Advertisement

Tesla pushes full international Model 3 launch to 2019

It's getting a grip on North American deliveries first.

Just because Tesla is delivering some Model 3 units outside the US doesn't mean it's ready for a full-scale international rollout. Elon Musk has revealed that launches for left-hand drive Model 3 variants in Asia and Europe are now expected in the first half of 2019, or months later than the the second half of 2018 target it mentioned when production began last July. And if you live in the UK or other countries where right-hand drive is the norm, you may have to wait longer -- your Model 3 is "probably" arriving in the middle of 2019, Musk said.

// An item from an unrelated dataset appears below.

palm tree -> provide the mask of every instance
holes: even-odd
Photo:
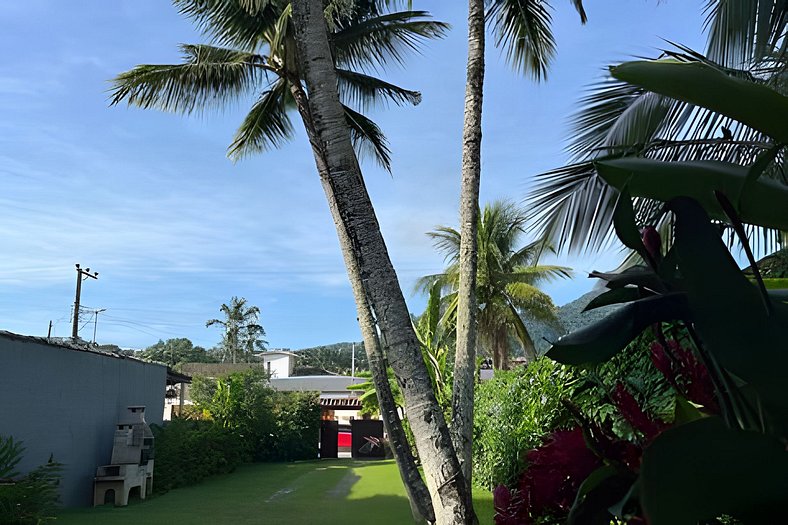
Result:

You may have seen this coming. Tesla has spent months overcoming production challenges, and it's only just getting to the point where its original end-of-2017 production goal (5,000 per week) is in sight. It likely wants to fulfill more of the backlog in its home market before venturing too far abroad. Electrek also suggested that Tesla is optimizing its production strategy to maximize the $7,500 federal tax credit in the US -- it likely wants to hit that magic 200,000-car threshold (where the tax break starts to phase out) before the year is over, and that means focusing second quarter production on the US rather than courting international buyers.

The upshot: whenever a large-scale international launch takes place, Tesla will likely have the production capacity needed to deliver cars quickly, including performance variants and the fabled $35,000 'entry' Model 3. Virtually all Model 3s shipped to date have hewed to a single configuration, and it wouldn't be very fun to both wait longer than many customers and be forced to take a car that's not quite to your liking.